La bourgade de Weizenfeld sentait le cuir brûlé et la bière éventée. René tira sur les rênes de son cheval volé, une haridelle aux flancs creusés, et jugea l’endroit d'un coup d'œil : une grand-rue boueuse, des enseignes de bois grinçant sous le vent de plaine, et au-delà des toits bas, les clochers pointus d'une église luthérienne. Parfait. Une ville de marchands, pas une garnison. Il espéra que les affiches à son nom n'étaient pas encore clouées à tous les murs.

Il mit pied à terre devant l'écurie d'un aubergiste nommé Braun, un homme gras au visage rougeaud qui l'accueillit avec la méfiance réservée aux étrangers. René ne lui laissa pas le temps de poser des questions. Il parla tout de suite, en allemand teinté d'accent souabe, se présentant comme Johann Weber, marchand de toile de Ulm, contraint de voyager avec un seul cheval après que des maraudeurs eurent dérobé son attelage — lamentable histoire, n'est-ce pas, que ces temps troublés.

Il étala trois pièces d'argent sur le comptoir.
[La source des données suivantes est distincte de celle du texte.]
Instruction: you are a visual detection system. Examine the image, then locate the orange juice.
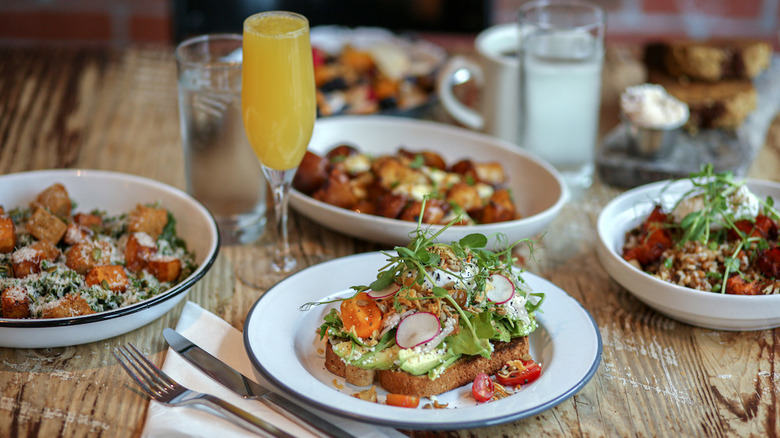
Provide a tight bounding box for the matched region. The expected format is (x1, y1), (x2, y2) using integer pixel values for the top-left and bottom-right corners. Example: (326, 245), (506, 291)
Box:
(241, 12), (317, 171)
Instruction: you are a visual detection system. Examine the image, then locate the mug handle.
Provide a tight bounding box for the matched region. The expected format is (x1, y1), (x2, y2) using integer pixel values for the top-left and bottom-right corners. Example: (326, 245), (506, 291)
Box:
(437, 55), (485, 130)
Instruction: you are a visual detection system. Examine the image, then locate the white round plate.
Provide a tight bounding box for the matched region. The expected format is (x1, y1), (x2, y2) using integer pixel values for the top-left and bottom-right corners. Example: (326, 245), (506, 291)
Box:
(290, 116), (567, 245)
(596, 179), (780, 330)
(0, 170), (219, 348)
(244, 252), (601, 430)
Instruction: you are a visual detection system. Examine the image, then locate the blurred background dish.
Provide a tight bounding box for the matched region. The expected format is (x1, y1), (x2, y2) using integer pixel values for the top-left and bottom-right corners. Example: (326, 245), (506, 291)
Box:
(596, 179), (780, 331)
(0, 170), (219, 348)
(290, 116), (567, 245)
(311, 26), (446, 117)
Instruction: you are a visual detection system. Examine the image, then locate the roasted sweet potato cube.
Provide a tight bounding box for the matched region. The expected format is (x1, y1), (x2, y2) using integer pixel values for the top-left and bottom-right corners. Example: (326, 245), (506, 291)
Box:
(398, 149), (447, 170)
(0, 207), (16, 253)
(376, 192), (409, 219)
(341, 46), (374, 72)
(447, 182), (482, 212)
(478, 189), (518, 224)
(41, 294), (95, 318)
(125, 233), (157, 272)
(27, 208), (68, 245)
(85, 265), (129, 292)
(293, 151), (328, 195)
(62, 222), (92, 245)
(398, 199), (449, 224)
(128, 204), (168, 240)
(475, 162), (507, 187)
(0, 286), (30, 319)
(65, 240), (106, 275)
(147, 256), (181, 282)
(30, 183), (71, 218)
(312, 170), (358, 208)
(11, 240), (61, 278)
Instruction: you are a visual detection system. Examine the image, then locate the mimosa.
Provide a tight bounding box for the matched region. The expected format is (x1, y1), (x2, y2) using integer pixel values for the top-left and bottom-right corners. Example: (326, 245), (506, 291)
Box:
(238, 11), (317, 278)
(241, 13), (317, 170)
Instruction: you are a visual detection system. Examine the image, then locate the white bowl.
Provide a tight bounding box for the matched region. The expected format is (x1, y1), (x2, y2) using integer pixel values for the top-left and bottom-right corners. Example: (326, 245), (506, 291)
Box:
(290, 116), (567, 245)
(596, 179), (780, 330)
(0, 170), (219, 348)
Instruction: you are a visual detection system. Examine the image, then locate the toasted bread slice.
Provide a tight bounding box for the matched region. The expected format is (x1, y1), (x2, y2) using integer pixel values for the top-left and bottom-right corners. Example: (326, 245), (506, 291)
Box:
(325, 341), (376, 386)
(325, 336), (529, 397)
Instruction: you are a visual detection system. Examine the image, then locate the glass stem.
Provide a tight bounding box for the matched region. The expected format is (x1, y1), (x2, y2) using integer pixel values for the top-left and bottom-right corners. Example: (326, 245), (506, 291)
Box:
(263, 166), (297, 272)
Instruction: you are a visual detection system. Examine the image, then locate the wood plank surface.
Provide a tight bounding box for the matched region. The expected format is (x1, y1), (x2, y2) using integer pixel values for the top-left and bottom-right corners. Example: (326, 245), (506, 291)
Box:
(0, 42), (780, 437)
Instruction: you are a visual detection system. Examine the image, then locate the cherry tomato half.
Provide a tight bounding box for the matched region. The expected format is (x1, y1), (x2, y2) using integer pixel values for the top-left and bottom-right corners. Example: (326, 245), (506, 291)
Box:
(386, 393), (420, 408)
(496, 360), (542, 386)
(471, 373), (495, 403)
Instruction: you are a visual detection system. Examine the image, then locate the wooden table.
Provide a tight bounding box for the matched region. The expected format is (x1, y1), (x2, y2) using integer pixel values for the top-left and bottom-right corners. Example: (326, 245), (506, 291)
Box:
(0, 42), (780, 437)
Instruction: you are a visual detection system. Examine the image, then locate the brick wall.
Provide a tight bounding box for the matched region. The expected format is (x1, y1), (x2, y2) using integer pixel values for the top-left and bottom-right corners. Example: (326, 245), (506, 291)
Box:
(0, 0), (171, 45)
(0, 0), (780, 47)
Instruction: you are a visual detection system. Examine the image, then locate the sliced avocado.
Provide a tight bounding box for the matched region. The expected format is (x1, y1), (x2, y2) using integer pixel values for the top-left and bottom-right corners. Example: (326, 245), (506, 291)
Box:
(333, 341), (400, 370)
(398, 348), (452, 376)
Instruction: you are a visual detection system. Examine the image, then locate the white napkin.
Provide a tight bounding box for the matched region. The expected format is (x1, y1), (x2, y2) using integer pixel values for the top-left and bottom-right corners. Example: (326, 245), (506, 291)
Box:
(142, 301), (406, 438)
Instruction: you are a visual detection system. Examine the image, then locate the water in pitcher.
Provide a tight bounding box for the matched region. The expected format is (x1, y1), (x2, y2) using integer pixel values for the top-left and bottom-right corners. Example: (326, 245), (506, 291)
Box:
(521, 31), (604, 185)
(179, 69), (266, 244)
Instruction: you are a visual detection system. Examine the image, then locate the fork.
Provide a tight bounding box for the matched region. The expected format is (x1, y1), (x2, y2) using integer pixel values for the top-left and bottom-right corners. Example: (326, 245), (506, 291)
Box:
(113, 343), (294, 438)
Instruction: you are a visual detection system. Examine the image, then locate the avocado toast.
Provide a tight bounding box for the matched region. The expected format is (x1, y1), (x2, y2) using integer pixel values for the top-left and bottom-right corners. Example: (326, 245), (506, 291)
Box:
(310, 213), (544, 397)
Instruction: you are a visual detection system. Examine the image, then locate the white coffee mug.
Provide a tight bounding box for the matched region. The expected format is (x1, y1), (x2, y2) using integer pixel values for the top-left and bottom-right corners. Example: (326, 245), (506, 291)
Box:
(438, 23), (520, 143)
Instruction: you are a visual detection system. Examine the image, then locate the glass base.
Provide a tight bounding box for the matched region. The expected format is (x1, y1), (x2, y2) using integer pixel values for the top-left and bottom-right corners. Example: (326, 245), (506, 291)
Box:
(556, 163), (594, 199)
(215, 212), (266, 245)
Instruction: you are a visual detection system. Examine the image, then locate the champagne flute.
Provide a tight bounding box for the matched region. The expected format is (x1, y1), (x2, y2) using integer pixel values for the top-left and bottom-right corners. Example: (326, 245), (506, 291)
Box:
(239, 11), (317, 285)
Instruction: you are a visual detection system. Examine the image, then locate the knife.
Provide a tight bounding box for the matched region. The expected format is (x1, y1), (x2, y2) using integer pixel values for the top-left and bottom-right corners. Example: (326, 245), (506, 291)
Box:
(163, 328), (357, 438)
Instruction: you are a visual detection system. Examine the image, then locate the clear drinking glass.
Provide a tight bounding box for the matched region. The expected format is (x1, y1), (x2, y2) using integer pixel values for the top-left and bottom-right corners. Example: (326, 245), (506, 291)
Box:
(175, 34), (266, 245)
(239, 11), (317, 285)
(519, 0), (605, 191)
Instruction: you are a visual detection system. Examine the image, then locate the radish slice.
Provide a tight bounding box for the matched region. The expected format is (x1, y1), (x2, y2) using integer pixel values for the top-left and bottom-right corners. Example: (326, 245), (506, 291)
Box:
(395, 312), (441, 348)
(366, 283), (401, 300)
(485, 274), (515, 304)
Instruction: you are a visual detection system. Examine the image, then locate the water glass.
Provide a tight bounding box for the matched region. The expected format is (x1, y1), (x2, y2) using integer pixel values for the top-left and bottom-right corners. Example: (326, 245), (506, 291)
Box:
(519, 1), (605, 190)
(176, 34), (266, 245)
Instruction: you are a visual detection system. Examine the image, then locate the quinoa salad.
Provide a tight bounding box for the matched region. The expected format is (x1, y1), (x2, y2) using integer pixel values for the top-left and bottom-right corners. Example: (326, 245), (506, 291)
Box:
(0, 184), (196, 319)
(623, 166), (780, 295)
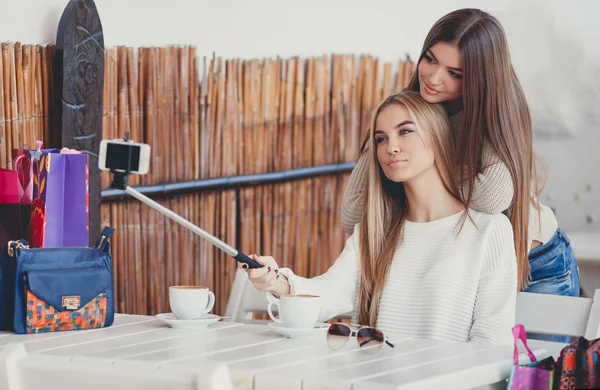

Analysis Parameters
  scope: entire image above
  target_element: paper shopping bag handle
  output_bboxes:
[513,324,537,366]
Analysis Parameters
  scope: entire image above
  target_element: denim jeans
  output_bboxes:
[524,228,579,343]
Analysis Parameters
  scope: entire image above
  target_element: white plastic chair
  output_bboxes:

L'aubergiste les regarda sans les prendre. Il regarda ensuite la jambe de René, bandée sous le pantalon, et la canne qu'il n'osait pas trop solliciter.

— Maraudeurs, dites-vous ? demanda-t-il. Ils vous ont pris votre attelage mais pas votre bourse ?

— Ils étaient pressés, répondit René en haussant les épaules. Le feu prenait déjà à ma charrette. Je me suis enfui par l'arrière avec le peu que je portais sur moi.

L'aubergiste hésita. Puis il prit les pièces.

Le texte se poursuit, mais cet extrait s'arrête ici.